There are few things more absurd than devoting efforts to trying to solve a problem that does not exist. This is precisely what is happening with the imagined persecution of the Spanish language in Catalonia, which is generally the epicenter of language immersion in schools.

For centuries, hostility against the Catalan language has been the Trojan horse of those who have defended the furious anti-Catalanism, including periods in which, as in the Franco regime, they had perpetrated atrocities as incomprehensible as banning the use of the language. Our parents and grandparents, who may now be reading this article, had been punished, even physically, if for some reason they had not been repressed and self-censored enough and were told to speak Catalan in the classroom or in the classroom. part. Perhaps in order to deny this uncomfortable reality and whitewash the past, in 2001, King Juan Carlos I uttered that controversial phrase: “No one was ever forced to speak Spanish in Catalonia.”

With the recovery of the institutions and the consensual commitment to the linguistic immersion of the eighties, defended by almost the entire political arc, the Catalan language was able to begin to recover its presence and normalization after years of persecution. But in the 1990s, a discourse began to emerge and take shape to turn the Catalan language into the fuel with which the fire of anti-Catalanism was fueled. The campaigns of some great Madrid newspapers, waving the flag of a war of languages, which did not exist in the streets or in the classrooms and which turned any anecdote into a category, clearly contributed to fixing the idea of ​​the persecution of the Spanish in Catalonia.

With all this in mind, the next season of this series was to reap the political fruits after shaking the tree of Catalanophobia, and it was in 2003 when we saw the birth of the Ciutadans party and its now extinct star, Albert Rivera, which in its origins had as its first and last point of its program the attack on Catalan. Campaigns of all kinds followed, with big media speakers, with the sole purpose of straining society. And it must be acknowledged that they achieved some of their goals and paved the way for the language to be judged and to try to achieve in the courts what they had not achieved at the polls or in the parliaments. From that dust come these muds.

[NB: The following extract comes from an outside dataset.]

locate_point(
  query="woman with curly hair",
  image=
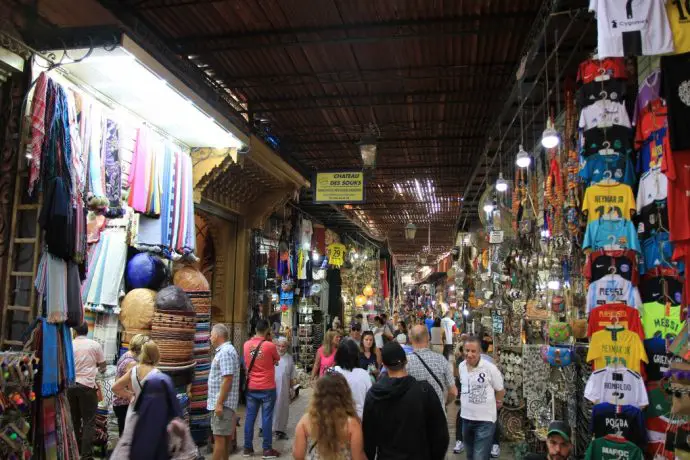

Without expressly saying so, this week the courts have ordered that all schools and institutes in Catalonia be taught a minimum of 25% of the subjects in Spanish. This measure dispenses with the linguistic reality of each center and prescribes the same medicine for everyone, without any academic or pedagogical criteria, treating very different realities in the same way. Take as an example what the socialist mayor of the second city of Catalonia said a few weeks ago when she defended the immersion model and acknowledged that “in L’Hospitalet, what is needed is to guarantee the learning of Catalan”.

With the data in hand, it is clear that the sentences on Catalan want to solve a problem that we do not have. Segons constata un informe d’experts del Consell Superior d’Avaluació del Sistema Educatiu, del novembre passat, els alumnes catalans obtenen resultats molt similars en llengua catalana i en llengua castellana i acaben l’educació secundària obligatòria amb un domini efectiu i similar d’ both co-official languages.

Si ens fixem en les notes dels exàmens de selectivitat de català i de castellà, són semblants, amb resultats lleugerament millors en llengua castellana. I quan la comparació es fa amb els resultats d’altres comunitats autònomes, el 2020, els alumnes catalans van treure una nota mitjana de 6,5 en llengua castellana, només una dècima menys que els alumnes madrilenys (6,6), i van get better results than students from Extremadura and La Rioja (6.4), the Balearic Islands (6.1), Navarra (6.0) or Núñez Feijóo’s Galicia (5.9). I el 2019, la nota de castellà dels alumnes catalans a la selectivitat va ser de 6,6, tres dècimes més que la mitjana espanyola, que va ser del 6,3.

Judicializing the language, regardless of the reality and the social and political consensus that exist in Catalonia, is a terrible favor for coexistence, unless what is intended is, in fact, to sentence Catalan as a language.